= Helen Mason (endocrinologist) =

British endocrinologist

Helen Mason is a British endocrinologist who specialises in reproductive endocrinology and is deputy head of Biomedical Sciences at St. Georges (University of London). She graduated from Aston University and Imperial College London, and is now a director of PCOS UK, which provides support for health-care professionals dealing with polyendocrine metabolic ovarian syndrome, formerly polycystic ovary syndrome. She is a fellow of the Royal Society of Biology.
Mason also specialized in reproductive functions of patients with eating disorder and has published several papers and contributed to a number of books on the subject.

==Positions==
- Scientific advisor to the Polycystic ovary syndrome (PCOS) self-help group Verity
- Executive director of PCOS-UK
- Fellow of Royal Society of Biology
- Academic Director of Edulink Consultants Dubai

== Publications ==
- Mason HD, Willis DS, Beard RW, Winston RML, Margara R and Franks S (1994) Estradiol production by granulosa cells of normal and polycystic ovaries: relationship to menstrual cycle history and concentrations of gonadotrophins and sex steroids in follicular fluid.

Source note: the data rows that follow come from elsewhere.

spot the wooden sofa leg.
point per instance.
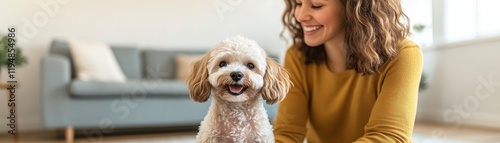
(70, 134)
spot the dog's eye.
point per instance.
(222, 64)
(250, 66)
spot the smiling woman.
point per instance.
(348, 61)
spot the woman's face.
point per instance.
(321, 20)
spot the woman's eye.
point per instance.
(250, 66)
(222, 64)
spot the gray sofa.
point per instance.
(149, 98)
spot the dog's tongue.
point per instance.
(235, 88)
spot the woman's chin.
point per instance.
(312, 44)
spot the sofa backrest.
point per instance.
(161, 63)
(129, 58)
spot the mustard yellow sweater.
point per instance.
(327, 107)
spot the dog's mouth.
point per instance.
(236, 89)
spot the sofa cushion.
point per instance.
(95, 61)
(148, 87)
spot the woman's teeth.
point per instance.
(311, 28)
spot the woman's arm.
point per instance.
(290, 124)
(393, 115)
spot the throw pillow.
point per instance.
(95, 61)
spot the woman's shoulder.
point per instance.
(407, 44)
(294, 52)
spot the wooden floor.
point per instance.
(423, 133)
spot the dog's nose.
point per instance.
(236, 76)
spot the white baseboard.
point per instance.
(487, 120)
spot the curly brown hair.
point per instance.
(374, 28)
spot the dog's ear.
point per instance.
(199, 87)
(276, 82)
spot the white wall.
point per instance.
(152, 23)
(464, 84)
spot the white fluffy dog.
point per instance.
(237, 73)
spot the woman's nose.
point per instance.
(302, 14)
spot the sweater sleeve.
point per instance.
(290, 124)
(393, 115)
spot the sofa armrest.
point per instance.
(55, 77)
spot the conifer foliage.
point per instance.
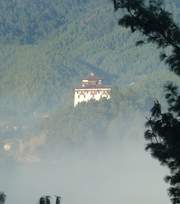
(163, 128)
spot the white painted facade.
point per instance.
(91, 89)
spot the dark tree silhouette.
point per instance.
(163, 129)
(58, 199)
(47, 198)
(42, 200)
(2, 197)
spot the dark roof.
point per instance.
(92, 77)
(93, 87)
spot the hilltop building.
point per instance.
(91, 88)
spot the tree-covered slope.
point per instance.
(46, 47)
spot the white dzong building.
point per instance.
(91, 88)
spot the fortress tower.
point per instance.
(91, 88)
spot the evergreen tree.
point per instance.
(47, 198)
(163, 128)
(2, 197)
(42, 200)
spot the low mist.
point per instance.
(115, 171)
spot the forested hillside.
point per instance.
(47, 46)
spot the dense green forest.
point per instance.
(47, 46)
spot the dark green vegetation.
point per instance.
(163, 128)
(2, 197)
(46, 47)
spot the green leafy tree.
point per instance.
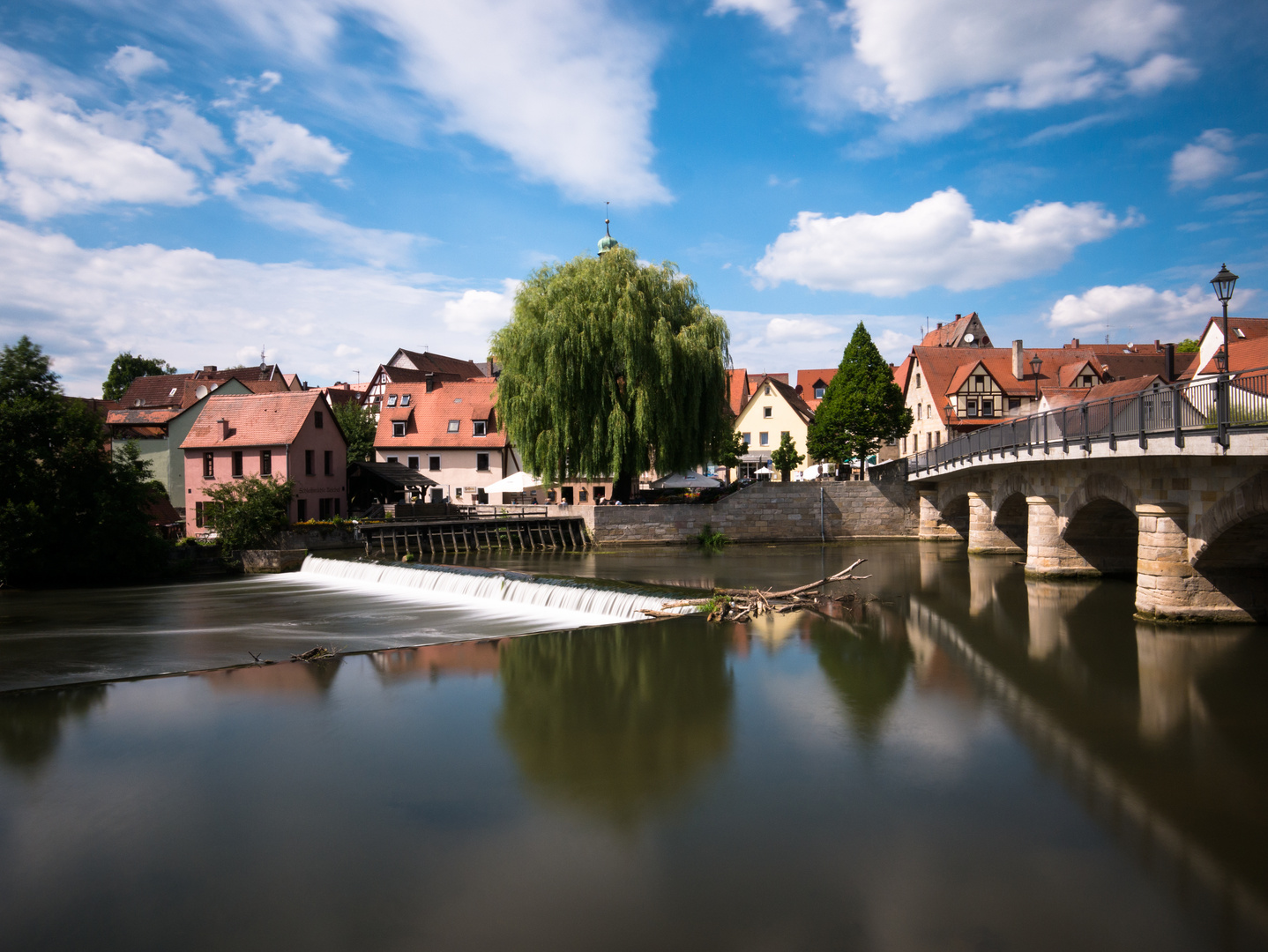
(70, 511)
(787, 457)
(249, 514)
(127, 368)
(359, 428)
(862, 407)
(610, 368)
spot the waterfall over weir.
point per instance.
(451, 584)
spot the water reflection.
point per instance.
(618, 721)
(32, 723)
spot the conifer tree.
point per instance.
(610, 368)
(862, 407)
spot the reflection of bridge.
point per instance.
(1170, 485)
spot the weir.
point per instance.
(454, 584)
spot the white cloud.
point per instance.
(481, 311)
(778, 14)
(373, 246)
(999, 54)
(280, 150)
(1204, 161)
(936, 241)
(1130, 306)
(86, 304)
(57, 159)
(132, 63)
(562, 86)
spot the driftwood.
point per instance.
(743, 604)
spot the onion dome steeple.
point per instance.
(608, 242)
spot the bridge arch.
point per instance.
(1230, 546)
(1099, 521)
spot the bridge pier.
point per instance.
(1168, 587)
(1048, 554)
(984, 537)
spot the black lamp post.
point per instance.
(1224, 284)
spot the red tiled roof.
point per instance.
(805, 382)
(799, 405)
(737, 393)
(254, 419)
(429, 413)
(1242, 355)
(947, 335)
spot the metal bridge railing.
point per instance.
(1212, 405)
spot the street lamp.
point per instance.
(1224, 284)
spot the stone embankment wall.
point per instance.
(765, 512)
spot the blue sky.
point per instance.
(332, 179)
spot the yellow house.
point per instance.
(773, 408)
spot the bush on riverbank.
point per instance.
(71, 512)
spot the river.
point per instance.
(958, 758)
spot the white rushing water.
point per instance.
(455, 586)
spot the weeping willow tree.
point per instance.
(610, 368)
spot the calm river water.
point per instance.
(963, 760)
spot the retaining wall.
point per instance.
(765, 512)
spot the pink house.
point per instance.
(280, 435)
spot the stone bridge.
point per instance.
(1189, 517)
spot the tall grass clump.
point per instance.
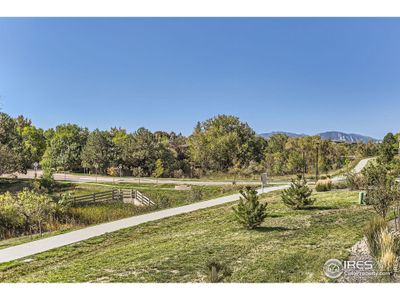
(383, 245)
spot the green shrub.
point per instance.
(323, 185)
(250, 212)
(298, 195)
(217, 271)
(24, 212)
(11, 221)
(388, 259)
(372, 234)
(45, 183)
(354, 181)
(162, 200)
(339, 185)
(196, 193)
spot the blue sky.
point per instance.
(292, 74)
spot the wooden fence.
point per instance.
(123, 195)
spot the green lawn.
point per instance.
(289, 246)
(109, 211)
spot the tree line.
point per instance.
(220, 145)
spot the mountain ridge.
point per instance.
(328, 135)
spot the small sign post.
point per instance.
(35, 166)
(263, 181)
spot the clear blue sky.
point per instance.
(300, 75)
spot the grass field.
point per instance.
(290, 246)
(80, 216)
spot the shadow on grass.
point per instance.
(271, 228)
(320, 208)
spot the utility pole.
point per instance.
(399, 146)
(316, 163)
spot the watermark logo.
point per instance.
(333, 268)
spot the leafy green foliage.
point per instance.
(250, 212)
(354, 181)
(23, 211)
(65, 147)
(218, 143)
(196, 193)
(159, 169)
(46, 182)
(98, 151)
(323, 185)
(13, 156)
(382, 188)
(388, 148)
(217, 271)
(298, 195)
(372, 233)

J Clin Endo Metab 79: 1355-1360.
- Pellatt L, Hanna L, Brincat M, Galea R, Brain H, Whitehead S, Mason HD (2007) Granulosa cell AMH production is increased in PCO. Journal of Clinical Endocrinology and Metabolism 92(1):240-245.
- PCOS Forum: research in polycystic ovary syndrome today and tomorrow. (2011) Pasquali R, Stener-Victorin E, Yildiz BO, Duleba AJ, Hoeger K, Mason H, Homburg R, Hickey T, Franks S, Tapanainen JS, Balen A, Abbott DH, Diamanti-Kandarakis E, Legro RS. Clin Endocrinol. 74(4):424-433.
- Michael AE, Clarke RJ, Collins TD, Gregory L, Glenn C, Wood PJ, Pugh E, Webb RJ, Pellatt L and Mason HD (2013) Ovarian 11β-Hydroxysteroid Dehydrogenase (11βHSD) activity is suppressed in women with anovulatory polycystic ovary syndrome (PCOS): apparent role for ovarian androgens. Journal of Clinical Endocrinology and Metabolism in press.